Restait la surprise ou l’occasion. Il n’était point homme à n’en pas user, mais, avec une personne aussi neuve que Julie, il en sentait le risque. Il y avait bien en elle une certaine disposition à la volupté qui se manifestait en ses gestes et en ses façons par une sorte d’indécence charmante et toute naturelle. Julie donnait l’idée du plaisir ; mais il était incertain qu’elle en ressentît l’attrait ou le désir et qu’elle en accepterait les audaces nécessaires.
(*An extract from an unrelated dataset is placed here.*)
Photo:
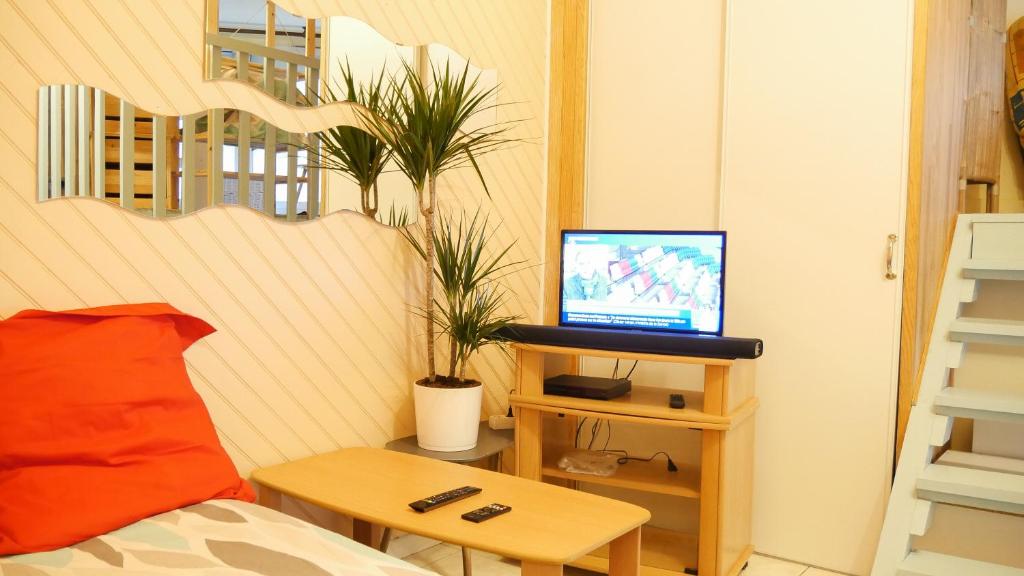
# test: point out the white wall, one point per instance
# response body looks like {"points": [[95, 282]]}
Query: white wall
{"points": [[817, 113]]}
Portebize prit donc le seul parti qui lui demeurât. Ne pouvant compter, pour s’attirer Julie, ni sur son âge ni sur sa mine, car il était peu probable qu’elle éprouvât jamais pour lui un de ces sentiments involontaires et passionnés qui font des inconnus de la veille les amants du lendemain, il n’avait guère à compter que sur les imprudences de la coquetterie et les curiosités de l’innocence, et il se mit en devoir de les éveiller et les provoquer.

C’est à cela qu’assistèrent sans s’en douter M. et Mme du Fresnay. M. du Fresnay voyait, du pavillon de musique, Julie et son galant se promener au jardin ou disparaître derrière la charmille ; Mme du Fresnay leur servait à goûter ses tartes les plus parfaites et ses sucreries les plus appétissantes et les laissait en tête-à-tête, les coudes sur la table, devant les corbeilles et les jattes, causer en toute liberté.